Our known Hubble length universe contains hundreds of millions of galaxies that have clumped together, forming super clusters and a series of massive walls of galaxies separated by vast voids of empty space.

Great Wall: The most vast structure ever is a collection of superclusters a billion light years away extending for 5% the length of the entire observable universe. It is theorized that such structures as the Great Wall form along and follow web-like strings of dark matter that dictates the structure of the Universe on the grandest of scales. Dark matter gravitationally attracts baryonic matter, and it is this normal matter that astronomers see forming long, thin walls of super-galactic clusters. If it took God one week to make the Earth, going by mass it would take him two quintillion years to build this thing -- far longer than science says the universe has existed, and it's kind of fun to have those two the other way around for a change. Though He could always omnipotently cheat and say "Let there be a Sloan Great Wall." The Great Wall is a massive array of astronomical objects named after the observations which revealed them, the Sloan Digital Sky Survey. An eight year project scanned over a quarter of the sky to generate full 3-D maps of almost a million galaxies. Analysis of these images revealed a huge panel of galaxies 1.37 billion light years long, and even the pedantic-sounding .07 is six hundred and sixty billion trillion kilometers.
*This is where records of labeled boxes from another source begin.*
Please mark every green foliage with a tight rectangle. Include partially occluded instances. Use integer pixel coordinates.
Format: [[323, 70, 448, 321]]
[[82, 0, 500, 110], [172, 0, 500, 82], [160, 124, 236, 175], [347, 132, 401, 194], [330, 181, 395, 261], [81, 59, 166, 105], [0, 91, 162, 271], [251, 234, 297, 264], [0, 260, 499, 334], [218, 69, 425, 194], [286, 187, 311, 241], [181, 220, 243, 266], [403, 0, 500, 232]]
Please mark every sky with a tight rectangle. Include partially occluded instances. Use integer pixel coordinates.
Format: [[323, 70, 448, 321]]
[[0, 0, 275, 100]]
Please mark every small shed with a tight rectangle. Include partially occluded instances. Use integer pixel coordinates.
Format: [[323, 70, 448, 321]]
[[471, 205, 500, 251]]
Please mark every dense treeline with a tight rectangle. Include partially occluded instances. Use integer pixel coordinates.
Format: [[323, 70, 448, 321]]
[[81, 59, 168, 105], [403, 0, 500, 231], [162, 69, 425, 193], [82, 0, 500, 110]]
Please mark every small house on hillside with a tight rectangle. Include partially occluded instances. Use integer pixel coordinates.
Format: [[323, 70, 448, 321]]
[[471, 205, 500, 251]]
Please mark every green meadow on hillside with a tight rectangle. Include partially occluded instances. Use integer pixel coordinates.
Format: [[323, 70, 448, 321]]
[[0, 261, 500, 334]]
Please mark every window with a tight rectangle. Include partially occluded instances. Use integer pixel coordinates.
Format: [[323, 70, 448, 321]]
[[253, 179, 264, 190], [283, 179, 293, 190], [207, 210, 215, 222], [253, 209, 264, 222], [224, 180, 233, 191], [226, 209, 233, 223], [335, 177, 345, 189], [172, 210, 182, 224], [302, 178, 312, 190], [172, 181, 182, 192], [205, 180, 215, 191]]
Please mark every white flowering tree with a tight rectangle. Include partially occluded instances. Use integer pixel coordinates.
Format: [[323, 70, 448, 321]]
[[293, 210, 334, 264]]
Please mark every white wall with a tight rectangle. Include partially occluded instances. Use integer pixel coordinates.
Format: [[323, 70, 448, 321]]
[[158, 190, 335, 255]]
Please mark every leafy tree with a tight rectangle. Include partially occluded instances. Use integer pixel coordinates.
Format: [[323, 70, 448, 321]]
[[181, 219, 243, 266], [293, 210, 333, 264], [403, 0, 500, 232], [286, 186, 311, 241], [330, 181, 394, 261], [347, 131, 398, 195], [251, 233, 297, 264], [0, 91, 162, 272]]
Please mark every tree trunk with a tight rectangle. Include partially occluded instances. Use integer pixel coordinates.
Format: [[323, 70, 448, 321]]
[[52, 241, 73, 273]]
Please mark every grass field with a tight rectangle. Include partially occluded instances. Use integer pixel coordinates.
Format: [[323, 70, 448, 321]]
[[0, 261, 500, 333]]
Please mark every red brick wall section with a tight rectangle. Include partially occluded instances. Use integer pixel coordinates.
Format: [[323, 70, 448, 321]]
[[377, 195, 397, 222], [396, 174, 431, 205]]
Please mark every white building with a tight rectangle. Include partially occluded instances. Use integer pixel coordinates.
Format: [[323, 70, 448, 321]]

This is science precisely measuring made-up sounding numbers.

Sloane_9: This isn't the only wall out there -- others exist, all with far greater lengths than width or depth, actual sheets of galaxies forming some of the most impressive anythings there are. And these walls are only a special class of galactic filaments, long strings of matter stretched between mind-breaking expanses of emptiness. Some of these elongated super clusters have formed a series of walls, one after another, spaced from 500 million to 800 million light years apart, such that in one direction alone, 13 Great Walls have formed with the inner and outer walls separated by less than seven billion light years. Recently, cosmologists have estimated that some of these galactic walls may have taken from 80 billion to 100 billion, to 150 billion years to form in a direct challenge to current age estimates of the age of the Universe following the Big Bang. The huge Sloan Great Wall spans over one billion light years. The Coma cluster (image above) is one of the largest observed structures in the Universe, containing over 10,000 galaxies and extending more than 1.37 billion light years in length.

Panoramic view of the entire near-infrared sky reveals the distribution of galaxies beyond the Milky Way. Click image to enlarge.

Current theories of "dark energy" and "great attractors" have been developed to explain why a created universe did not spread out uniformly at the same speed and in the same spoke-like directions as predicted by theory. But as Sean Carroll of the Moore Center for Theoretical Cosmology and Physics at Cal Tech is fond of saying, "We don't have a clue." Britain’s Astronomer Royal, Lord Rees, says some of the cosmos’s biggest mysteries, like the Big Bang and even the nature of our own self awareness, might never be resolved. Rees, who is also President of the Royal Society, says that a correct basic theory of the universe might be present, but may be just too tough for human beings’ brains to comprehend.